- Born: May 7, 1942 (age 84) Salt Lake City, Utah, U.S.
- Education: University of Utah
- Known for: WordPerfect
- Spouse: Karen Jackman Ashton
- Children: 11
- Scientific career
- Fields: Computer science bioinformatics
- Workplaces: WordPerfect Corporation Novell

= Alan C. Ashton =

American computer scientist

Alan C. Ashton (born May 7, 1942) is an American computer scientist. He is the co-founder of WordPerfect Corporation and a former professor at Brigham Young University (BYU). Ashton worked for a time with Novell after the company bought WordPerfect, and subsequently founded Thanksgiving Point in Lehi, Utah.

==Career==
Born in Salt Lake City, Utah, Ashton began his work in computer science at the University of Utah, studying computing and music in the early 1970s. In 1977, Ashton began work on word processing when he created a specification for an improved console-based word processor. His specifications outlined various innovations at the time, including continuous documents, function key shortcuts, modeless editing, and primitive WYSIWYG formatting. Ashton and his student Bruce Bastian incorporated Satellite Software International in September 1979, which later became the WordPerfect Corporation. In 1987, Ashton left BYU to serve full-time as president and chief executive officer of WordPerfect Corporation.

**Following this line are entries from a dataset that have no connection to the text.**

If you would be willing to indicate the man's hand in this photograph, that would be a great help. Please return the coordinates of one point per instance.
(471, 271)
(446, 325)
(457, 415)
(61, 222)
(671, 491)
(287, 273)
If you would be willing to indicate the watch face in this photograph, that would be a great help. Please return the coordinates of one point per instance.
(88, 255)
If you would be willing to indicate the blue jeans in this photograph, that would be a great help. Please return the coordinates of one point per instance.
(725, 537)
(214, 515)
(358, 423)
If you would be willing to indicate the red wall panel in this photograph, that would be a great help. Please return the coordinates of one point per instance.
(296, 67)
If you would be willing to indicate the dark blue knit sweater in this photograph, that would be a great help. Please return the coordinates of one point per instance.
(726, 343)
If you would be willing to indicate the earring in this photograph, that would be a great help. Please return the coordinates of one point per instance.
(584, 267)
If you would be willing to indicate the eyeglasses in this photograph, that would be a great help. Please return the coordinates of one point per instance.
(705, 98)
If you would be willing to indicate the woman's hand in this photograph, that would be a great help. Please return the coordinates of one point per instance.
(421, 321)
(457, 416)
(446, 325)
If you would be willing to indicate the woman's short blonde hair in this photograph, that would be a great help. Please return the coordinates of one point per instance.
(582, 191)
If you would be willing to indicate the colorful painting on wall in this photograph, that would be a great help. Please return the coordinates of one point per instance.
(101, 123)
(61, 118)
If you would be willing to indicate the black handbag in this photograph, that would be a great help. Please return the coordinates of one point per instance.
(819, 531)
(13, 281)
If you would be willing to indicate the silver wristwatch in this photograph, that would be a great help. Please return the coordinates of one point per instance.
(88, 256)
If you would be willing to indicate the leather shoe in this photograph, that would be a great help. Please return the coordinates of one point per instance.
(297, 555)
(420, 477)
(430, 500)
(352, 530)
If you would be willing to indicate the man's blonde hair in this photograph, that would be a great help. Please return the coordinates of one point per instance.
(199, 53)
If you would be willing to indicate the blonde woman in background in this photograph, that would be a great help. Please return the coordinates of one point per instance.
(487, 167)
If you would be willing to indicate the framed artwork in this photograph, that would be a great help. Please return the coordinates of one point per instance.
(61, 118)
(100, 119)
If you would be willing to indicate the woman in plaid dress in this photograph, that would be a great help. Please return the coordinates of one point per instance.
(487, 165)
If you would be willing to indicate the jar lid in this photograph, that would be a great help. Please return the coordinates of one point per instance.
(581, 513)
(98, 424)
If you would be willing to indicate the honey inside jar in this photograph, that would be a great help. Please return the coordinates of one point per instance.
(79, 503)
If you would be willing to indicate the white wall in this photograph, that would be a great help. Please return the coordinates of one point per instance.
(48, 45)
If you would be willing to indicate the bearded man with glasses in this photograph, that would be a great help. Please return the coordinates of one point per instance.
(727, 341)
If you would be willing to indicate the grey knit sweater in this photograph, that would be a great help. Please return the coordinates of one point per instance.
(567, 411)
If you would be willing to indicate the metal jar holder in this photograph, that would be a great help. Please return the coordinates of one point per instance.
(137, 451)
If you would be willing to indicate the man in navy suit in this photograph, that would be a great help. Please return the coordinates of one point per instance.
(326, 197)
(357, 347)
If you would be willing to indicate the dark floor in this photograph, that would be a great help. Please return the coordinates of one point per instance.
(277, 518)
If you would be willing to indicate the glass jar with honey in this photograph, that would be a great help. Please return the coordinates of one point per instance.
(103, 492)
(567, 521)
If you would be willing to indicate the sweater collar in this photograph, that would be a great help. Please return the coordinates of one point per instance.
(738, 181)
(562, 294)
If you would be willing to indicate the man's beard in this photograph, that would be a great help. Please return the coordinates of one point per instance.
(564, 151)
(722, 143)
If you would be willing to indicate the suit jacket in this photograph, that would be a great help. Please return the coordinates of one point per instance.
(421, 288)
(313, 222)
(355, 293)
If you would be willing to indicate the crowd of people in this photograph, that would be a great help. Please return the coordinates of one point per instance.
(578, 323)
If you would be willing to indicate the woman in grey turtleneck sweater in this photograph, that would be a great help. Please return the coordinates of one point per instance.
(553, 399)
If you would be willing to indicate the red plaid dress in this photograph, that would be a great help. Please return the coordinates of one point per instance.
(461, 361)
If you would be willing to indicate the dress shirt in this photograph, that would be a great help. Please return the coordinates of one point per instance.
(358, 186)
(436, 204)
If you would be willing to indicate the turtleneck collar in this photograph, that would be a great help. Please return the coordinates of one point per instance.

Ashton, Bastian, and W. E. "Pete" Peterson ran WordPerfect as a triumvirate; Ashton and Bastian each controlled 49.5% of the company, and Peterson controlled 1%. While Ashton was the titular head of WordPerfect, Peterson ran the day-to-day operations, and was frequently misinterpreted as the head of the company by the press. Ashton's management style was hands-off. For a time, the entire development organization of WordPerfect reported directly to him.

In 1990, Ashton was identified by Forbes magazine as one of the 400 wealthiest individuals in the United States.

When Novell bought WordPerfect Corp. in 1994, Ashton and Bastian each received almost $700 million in Novell stock. Ashton joined the Novell Corporation's Board of Directors in 1994, and resigned in 1996.

Ashton is unrelated to Ashton-Tate, a database company that was a contemporary of WordPerfect in the 1980s.

In April 1999, Ashton founded ASH Capital, a venture investment company controlled by Ashton and managed by James Savas and David Harkness.

==Thanksgiving Point==
After WordPerfect was acquired by Novell and Ashton's responsibilities were alleviated, he and his wife founded Thanksgiving Point in Lehi, Utah, within 20 miles of WordPerfect's former corporate headquarters in Orem.

"We wanted to create something for the people around us," says Ashton. "We've been blessed financially and with a large family. We wanted to give something back to the community and the families in our area."

Today, Thanksgiving Point provides the community with a place where adults and children can learn about farming, gardening and cooking. It also has a championship caliber golf course, a museum of ancient life, a children's curiosity museum, a 55-acre themed garden, and a movie theater.

==Personal life==
Ashton is a member of the Church of Jesus Christ of Latter-day Saints (LDS Church) and a grandson of former church president David O. McKay. He served as a missionary in central Germany as a young man. Ashton later married Karen Jackman Ashton; they are the parents of 11 children. He has served in the LDS Church as a bishop, stake president, and as president of the Canada Toronto West Mission from 2004 to 2007. From 2013 to 2016, Ashton and his wife served as the president and matron of the Provo Utah Temple.

===California Proposition 8===
The California Proposition 8 campaign announced that a $1 million donation to support Proposition 8 was given by Ashton. The donation was reported by the Proposition 8 campaign on October 28, 2008. Ashton's former business partner Bastian gave $1 million to oppose Proposition 8.